C'est à partir du moment (7:31) ou nous est présentée la commission du génie biomoléculaire, juste après une remarque tout à fait déplacée de la part du journaliste sur sa dénomination, que le reportage commence véritablement. La cible de ce reportage est l'OGM portant le nom de MON864, produit par la firme américaine MONSANTO (9:01). Problème, à ce stade, sans une lecture très critique de la vidéo, et une connaissance du sujet, l'observateur qui compte s'informer à partir de cette source est persuadé que le gouvernement autant que les scientifiques sont décidés à nous mentir, pour satisfaire les industriels. Le reportage joue beaucoup sur la notion de confidentialité (11:30). Il faut savoir que dans le privé, il est tout à fait courant de ne pas laisser les informations diffuser, et de ne les adresser hors-entreprise qu'aux personnes à qui elles sont destinées. Aux enjeux scientifiques viennent s'ajouter d'évidents enjeux économiques qui motivent ce comportement, tant que l'autorisation d'exploiter le produit n'est pas assurée.

En revanche, le secret industriel est un redoutable obstacle à la transparence essentielle aux sujets de santé publique. A ce titre, la décision d'un juge allemand de considérer ce secret comme illégal devrait être retenu comme un précédent, et être reproduite en France aussi souvent que nécessaire. C'est à dire à chaque fois. La disparition de la rétention d'information rassurerait la société civile, et mettrait fin aux accusations de mensonge qui pleuvent à chaque nouveau dossier.

La personne qui présente ses conclusions sur l'étude de toxicité du MON864 (12:58) n'est pas n'importe quel scientifique.

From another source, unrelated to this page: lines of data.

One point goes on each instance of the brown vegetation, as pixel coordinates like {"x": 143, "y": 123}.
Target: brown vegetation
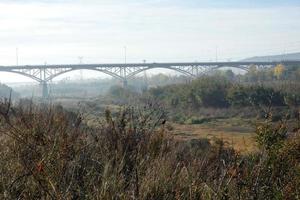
{"x": 48, "y": 153}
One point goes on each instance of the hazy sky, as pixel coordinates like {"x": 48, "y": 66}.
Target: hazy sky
{"x": 56, "y": 31}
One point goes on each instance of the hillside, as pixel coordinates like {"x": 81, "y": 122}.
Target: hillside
{"x": 289, "y": 57}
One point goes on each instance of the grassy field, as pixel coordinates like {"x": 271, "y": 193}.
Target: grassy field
{"x": 237, "y": 133}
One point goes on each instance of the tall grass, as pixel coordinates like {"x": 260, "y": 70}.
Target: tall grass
{"x": 49, "y": 153}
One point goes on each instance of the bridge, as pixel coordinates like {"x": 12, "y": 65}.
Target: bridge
{"x": 45, "y": 73}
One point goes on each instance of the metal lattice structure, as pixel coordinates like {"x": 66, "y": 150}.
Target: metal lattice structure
{"x": 45, "y": 73}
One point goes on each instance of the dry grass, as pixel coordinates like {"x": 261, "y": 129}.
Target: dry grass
{"x": 48, "y": 153}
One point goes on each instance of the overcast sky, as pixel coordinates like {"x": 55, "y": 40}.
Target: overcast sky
{"x": 56, "y": 31}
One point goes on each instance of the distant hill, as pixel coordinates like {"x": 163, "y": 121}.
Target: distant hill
{"x": 286, "y": 57}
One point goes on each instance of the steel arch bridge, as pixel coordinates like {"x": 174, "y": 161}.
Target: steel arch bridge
{"x": 45, "y": 73}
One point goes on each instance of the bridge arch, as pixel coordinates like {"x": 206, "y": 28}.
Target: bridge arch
{"x": 132, "y": 74}
{"x": 89, "y": 69}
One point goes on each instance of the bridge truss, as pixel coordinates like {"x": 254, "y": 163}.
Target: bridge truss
{"x": 45, "y": 73}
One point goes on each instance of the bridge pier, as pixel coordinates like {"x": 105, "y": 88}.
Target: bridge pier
{"x": 45, "y": 92}
{"x": 125, "y": 84}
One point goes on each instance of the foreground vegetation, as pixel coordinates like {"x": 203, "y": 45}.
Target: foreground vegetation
{"x": 49, "y": 153}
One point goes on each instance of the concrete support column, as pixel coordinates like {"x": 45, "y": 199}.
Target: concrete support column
{"x": 45, "y": 92}
{"x": 125, "y": 83}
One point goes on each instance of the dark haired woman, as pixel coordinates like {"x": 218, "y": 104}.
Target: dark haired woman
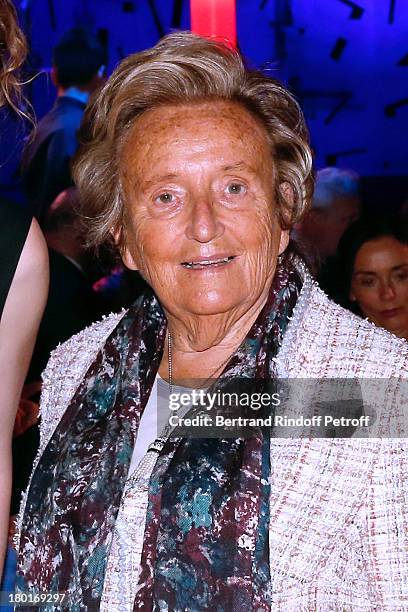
{"x": 373, "y": 272}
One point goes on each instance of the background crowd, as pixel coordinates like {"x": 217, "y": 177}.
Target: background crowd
{"x": 358, "y": 252}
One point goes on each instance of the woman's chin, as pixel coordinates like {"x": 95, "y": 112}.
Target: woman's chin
{"x": 211, "y": 303}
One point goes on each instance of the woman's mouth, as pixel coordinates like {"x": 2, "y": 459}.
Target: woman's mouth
{"x": 206, "y": 264}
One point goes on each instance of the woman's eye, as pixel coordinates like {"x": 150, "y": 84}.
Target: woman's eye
{"x": 164, "y": 198}
{"x": 235, "y": 189}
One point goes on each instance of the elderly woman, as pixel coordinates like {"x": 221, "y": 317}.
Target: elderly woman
{"x": 196, "y": 168}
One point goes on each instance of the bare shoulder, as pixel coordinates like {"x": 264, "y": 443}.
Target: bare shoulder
{"x": 20, "y": 319}
{"x": 34, "y": 256}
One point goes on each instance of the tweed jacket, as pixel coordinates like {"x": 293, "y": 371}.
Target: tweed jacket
{"x": 339, "y": 507}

Il s'agit d'Arpad Pusztai, co-signataire d'un article très controversé, (Ewen et al., 1999), paru dans le Lancet en 1998. Pustzai est un ancien du Rowet Research Institute, dont il a été expulsé pour manquement au devoir de réserve. Il avait fait au cours d'une émission de télévision une analyse de ses résultats sans rapport avec ce qu'on pouvait trouver dans l'article. Notamment, il avait annoncé de manière certaine la toxicité des OGM. Or, différents collèges d'experts on mis en évidence que son protocole (d'une part) et les tests statistiques utilisés (d'autre part) rendaient ses résultats inexploitables. Plus grave encore, une relecture de ses résultats par un généticien des plantes aurait mis en lumière les insuffisances du protocole et permis de rectifier le tir. Pusztai est l'exemple même du scientifique sorti de son champ de compétence (la nutrition et la biochimie) qui a provoqué une polémique sans aucunes données fiables pour en assurer le back-up. Cet épisode, qui a déclenché une grande partie du mouvement anti-OGM, reste connu sous le nom d'affaire Pusztai. Aucun de ces faits n'est mentionné dans la vidéo.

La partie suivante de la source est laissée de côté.